While these changes had been slowly working among the heads of the household, the hand of Time had not been idle in the humble chambers of the Villa Moraquitos.

White hairs were mingled in the black locks of the mulatto woman Pepita; the negress Zarah was bent with age, and Tristan, the negro lad, had become a man—a man with powerful passions and a subtle and cunning nature, hidden beneath the mask of pretended ignorance and simplicity.

He could sing grotesque songs, and dance half-savage dances, as in the early days of his young mistress's youth when he was Camillia's only playfellow. He knew a hundred tricks of jugglery, sleight of hand by which he could amuse an idle hour, and even now he was often admitted to display his accomplishments before the Spanish girl, her devoted attendant Pepita, and her old governess, Mademoiselle Pauline Corsi, who still remained with her, no longer as instructress, but in the character of companion and friend.

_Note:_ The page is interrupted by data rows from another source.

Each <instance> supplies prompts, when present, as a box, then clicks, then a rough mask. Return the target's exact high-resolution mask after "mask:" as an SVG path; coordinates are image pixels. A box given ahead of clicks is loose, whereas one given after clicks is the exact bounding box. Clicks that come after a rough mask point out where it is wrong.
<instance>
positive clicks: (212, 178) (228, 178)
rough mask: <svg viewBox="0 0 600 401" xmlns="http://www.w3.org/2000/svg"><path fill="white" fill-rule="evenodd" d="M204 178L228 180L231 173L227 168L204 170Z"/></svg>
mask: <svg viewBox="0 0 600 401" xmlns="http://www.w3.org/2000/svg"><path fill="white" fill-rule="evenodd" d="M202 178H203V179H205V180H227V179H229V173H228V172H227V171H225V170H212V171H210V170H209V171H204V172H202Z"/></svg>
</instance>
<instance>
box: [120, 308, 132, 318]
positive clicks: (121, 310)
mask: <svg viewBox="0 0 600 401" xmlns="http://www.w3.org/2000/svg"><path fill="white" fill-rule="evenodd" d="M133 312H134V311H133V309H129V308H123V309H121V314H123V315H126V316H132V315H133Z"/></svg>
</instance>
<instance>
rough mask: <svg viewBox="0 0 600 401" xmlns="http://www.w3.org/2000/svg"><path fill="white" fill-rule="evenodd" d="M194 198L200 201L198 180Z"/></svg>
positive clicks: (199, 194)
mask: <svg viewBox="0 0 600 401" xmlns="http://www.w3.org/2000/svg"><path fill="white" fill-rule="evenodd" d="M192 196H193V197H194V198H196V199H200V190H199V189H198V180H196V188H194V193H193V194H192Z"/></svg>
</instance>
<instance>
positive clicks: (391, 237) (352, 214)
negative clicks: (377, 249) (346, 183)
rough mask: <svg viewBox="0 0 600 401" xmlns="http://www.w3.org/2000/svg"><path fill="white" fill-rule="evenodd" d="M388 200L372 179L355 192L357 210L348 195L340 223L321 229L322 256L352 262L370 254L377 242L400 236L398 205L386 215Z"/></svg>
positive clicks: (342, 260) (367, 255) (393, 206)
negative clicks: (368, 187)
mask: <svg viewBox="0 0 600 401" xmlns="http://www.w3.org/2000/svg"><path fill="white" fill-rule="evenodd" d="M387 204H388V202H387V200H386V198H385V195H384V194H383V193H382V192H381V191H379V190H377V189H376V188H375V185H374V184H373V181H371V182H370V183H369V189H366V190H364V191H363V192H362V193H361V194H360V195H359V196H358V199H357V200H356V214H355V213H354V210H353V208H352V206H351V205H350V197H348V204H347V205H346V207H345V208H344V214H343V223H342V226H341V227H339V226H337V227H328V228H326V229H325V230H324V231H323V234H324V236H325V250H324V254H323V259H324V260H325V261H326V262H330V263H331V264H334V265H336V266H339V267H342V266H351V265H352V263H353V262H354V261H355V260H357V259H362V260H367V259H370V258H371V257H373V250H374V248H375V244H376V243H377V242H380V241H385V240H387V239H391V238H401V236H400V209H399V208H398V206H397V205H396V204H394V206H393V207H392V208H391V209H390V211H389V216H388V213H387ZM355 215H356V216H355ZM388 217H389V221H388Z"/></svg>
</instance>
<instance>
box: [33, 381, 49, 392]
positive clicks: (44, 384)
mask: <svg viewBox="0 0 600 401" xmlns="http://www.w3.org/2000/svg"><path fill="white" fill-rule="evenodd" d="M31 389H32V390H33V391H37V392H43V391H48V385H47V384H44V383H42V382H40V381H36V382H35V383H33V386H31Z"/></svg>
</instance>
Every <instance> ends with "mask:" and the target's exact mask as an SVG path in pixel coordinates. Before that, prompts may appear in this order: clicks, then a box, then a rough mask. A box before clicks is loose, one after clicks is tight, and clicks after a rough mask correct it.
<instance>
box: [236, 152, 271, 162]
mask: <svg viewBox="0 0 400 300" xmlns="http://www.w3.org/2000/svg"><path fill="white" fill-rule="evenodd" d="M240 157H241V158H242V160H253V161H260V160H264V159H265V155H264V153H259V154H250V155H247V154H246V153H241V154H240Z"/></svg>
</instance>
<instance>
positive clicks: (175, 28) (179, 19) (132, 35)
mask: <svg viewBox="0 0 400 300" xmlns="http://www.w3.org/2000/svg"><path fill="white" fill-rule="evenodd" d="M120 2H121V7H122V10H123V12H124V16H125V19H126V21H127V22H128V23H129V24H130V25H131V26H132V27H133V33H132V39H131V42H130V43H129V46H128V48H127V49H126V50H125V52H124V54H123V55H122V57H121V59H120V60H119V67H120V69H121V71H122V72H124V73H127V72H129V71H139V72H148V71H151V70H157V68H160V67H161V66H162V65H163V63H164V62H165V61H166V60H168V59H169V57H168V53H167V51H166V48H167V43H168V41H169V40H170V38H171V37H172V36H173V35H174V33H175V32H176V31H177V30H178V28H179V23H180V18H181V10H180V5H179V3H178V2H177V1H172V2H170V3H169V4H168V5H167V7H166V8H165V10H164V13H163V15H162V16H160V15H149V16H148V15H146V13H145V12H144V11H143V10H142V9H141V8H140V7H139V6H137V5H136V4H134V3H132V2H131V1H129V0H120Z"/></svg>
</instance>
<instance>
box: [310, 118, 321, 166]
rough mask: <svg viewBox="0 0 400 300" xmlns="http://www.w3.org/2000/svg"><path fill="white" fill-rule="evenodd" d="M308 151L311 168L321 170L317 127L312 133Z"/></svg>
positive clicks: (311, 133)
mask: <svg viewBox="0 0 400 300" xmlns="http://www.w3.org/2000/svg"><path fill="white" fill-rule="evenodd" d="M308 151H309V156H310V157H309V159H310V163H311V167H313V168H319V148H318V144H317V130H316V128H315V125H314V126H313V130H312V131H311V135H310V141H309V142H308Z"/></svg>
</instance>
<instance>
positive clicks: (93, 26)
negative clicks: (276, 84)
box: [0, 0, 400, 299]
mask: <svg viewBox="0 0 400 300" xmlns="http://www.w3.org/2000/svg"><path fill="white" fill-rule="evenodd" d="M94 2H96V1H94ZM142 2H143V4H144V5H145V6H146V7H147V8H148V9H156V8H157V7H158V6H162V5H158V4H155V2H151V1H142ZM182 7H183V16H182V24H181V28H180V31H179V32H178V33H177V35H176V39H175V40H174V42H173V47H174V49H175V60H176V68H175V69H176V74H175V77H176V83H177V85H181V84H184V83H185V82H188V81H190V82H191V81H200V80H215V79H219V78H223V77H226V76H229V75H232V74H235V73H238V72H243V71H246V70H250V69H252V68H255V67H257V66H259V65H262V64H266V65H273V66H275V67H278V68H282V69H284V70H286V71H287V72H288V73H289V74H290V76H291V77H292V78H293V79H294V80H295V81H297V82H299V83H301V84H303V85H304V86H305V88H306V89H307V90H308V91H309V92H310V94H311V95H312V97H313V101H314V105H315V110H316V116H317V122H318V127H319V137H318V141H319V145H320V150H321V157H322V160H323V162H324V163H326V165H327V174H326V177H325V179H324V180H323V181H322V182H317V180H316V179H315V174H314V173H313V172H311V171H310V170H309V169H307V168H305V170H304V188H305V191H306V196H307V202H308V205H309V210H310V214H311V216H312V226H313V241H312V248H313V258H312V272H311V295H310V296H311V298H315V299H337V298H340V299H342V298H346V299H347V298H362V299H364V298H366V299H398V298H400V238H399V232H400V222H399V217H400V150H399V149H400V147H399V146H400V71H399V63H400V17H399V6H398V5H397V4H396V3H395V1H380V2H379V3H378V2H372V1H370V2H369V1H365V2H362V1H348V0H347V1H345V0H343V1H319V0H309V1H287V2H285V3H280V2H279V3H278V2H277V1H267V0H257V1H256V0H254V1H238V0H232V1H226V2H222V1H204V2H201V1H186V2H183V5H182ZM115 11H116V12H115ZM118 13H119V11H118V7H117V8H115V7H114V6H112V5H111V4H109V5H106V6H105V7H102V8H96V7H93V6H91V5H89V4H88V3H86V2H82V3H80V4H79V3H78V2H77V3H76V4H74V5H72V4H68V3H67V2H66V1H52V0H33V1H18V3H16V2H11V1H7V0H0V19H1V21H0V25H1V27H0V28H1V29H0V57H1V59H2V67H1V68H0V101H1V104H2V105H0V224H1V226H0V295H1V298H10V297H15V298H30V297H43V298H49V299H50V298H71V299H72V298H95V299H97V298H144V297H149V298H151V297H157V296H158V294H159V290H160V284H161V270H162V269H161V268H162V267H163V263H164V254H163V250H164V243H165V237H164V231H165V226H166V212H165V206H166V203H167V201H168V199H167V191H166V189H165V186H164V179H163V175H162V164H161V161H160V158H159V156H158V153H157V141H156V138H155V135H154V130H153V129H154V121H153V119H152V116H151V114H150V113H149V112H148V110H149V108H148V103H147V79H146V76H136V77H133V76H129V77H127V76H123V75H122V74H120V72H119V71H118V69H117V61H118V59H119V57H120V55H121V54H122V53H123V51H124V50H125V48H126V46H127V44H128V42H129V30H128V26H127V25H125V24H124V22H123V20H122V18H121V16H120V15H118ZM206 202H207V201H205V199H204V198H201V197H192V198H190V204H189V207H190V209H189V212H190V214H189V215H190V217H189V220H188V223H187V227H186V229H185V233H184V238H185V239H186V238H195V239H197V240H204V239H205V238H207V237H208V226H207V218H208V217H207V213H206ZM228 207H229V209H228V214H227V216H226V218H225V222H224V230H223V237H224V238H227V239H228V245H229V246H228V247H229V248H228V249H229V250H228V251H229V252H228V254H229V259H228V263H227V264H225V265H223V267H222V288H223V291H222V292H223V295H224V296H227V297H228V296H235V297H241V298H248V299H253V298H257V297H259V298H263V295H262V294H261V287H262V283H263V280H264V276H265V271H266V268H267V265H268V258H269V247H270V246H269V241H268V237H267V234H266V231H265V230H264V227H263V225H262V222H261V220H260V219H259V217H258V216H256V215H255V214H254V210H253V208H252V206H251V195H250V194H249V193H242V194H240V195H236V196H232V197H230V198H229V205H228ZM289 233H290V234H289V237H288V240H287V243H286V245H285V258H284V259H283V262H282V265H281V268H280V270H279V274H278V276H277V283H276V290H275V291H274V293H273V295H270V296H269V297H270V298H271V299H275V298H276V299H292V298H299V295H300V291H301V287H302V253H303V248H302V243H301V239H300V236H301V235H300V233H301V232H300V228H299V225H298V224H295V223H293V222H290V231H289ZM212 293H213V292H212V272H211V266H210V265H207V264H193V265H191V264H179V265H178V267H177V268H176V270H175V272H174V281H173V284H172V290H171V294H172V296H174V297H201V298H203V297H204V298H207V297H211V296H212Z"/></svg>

We have as yet refrained from speaking of the Frenchwoman; but as she may by-and-by play by no means an insignificant part in the great life drama we are relating, it is time that the reader should know more of her.

Pauline Corsi was but seventeen years old when she first came to Villa Moraquitos as the preceptress of Camillia, then a child of six. She was therefore thirty years of age at the time of which we write.

But although arrived at this comparatively mature period of life, she still retained much of her girlish beauty of extreme youth.

Unlike most of her countrywomen, she was very fair, with large, limpid blue eyes, and a wealth of showery flaxen curls. Small and slender, with delicate little feet and hands, there was much in her appearance to indicate patrician extraction. Yet she never alluded to her country or her friends.

She told Don Juan that she was an orphan, homeless, penniless, and friendless, glad to leave the shores of her sunny France for the chances of finding better fortune in the New World.

"And I have found better fortune," she would say, lifting her expressive eyes to the dark face of her haughty employer; "for where could I have hoped to meet a nobler patron, or to find dearer friends or a happier home than I have here. Ah, bless you, noble Spaniard, for your goodness to the helpless stranger."

It was in the summer that Pauline Corsi first came to Villa Moraquitos, and it was in the winter of the same year that Don Tomaso Crivelli expired in the arms of his brother-in-law.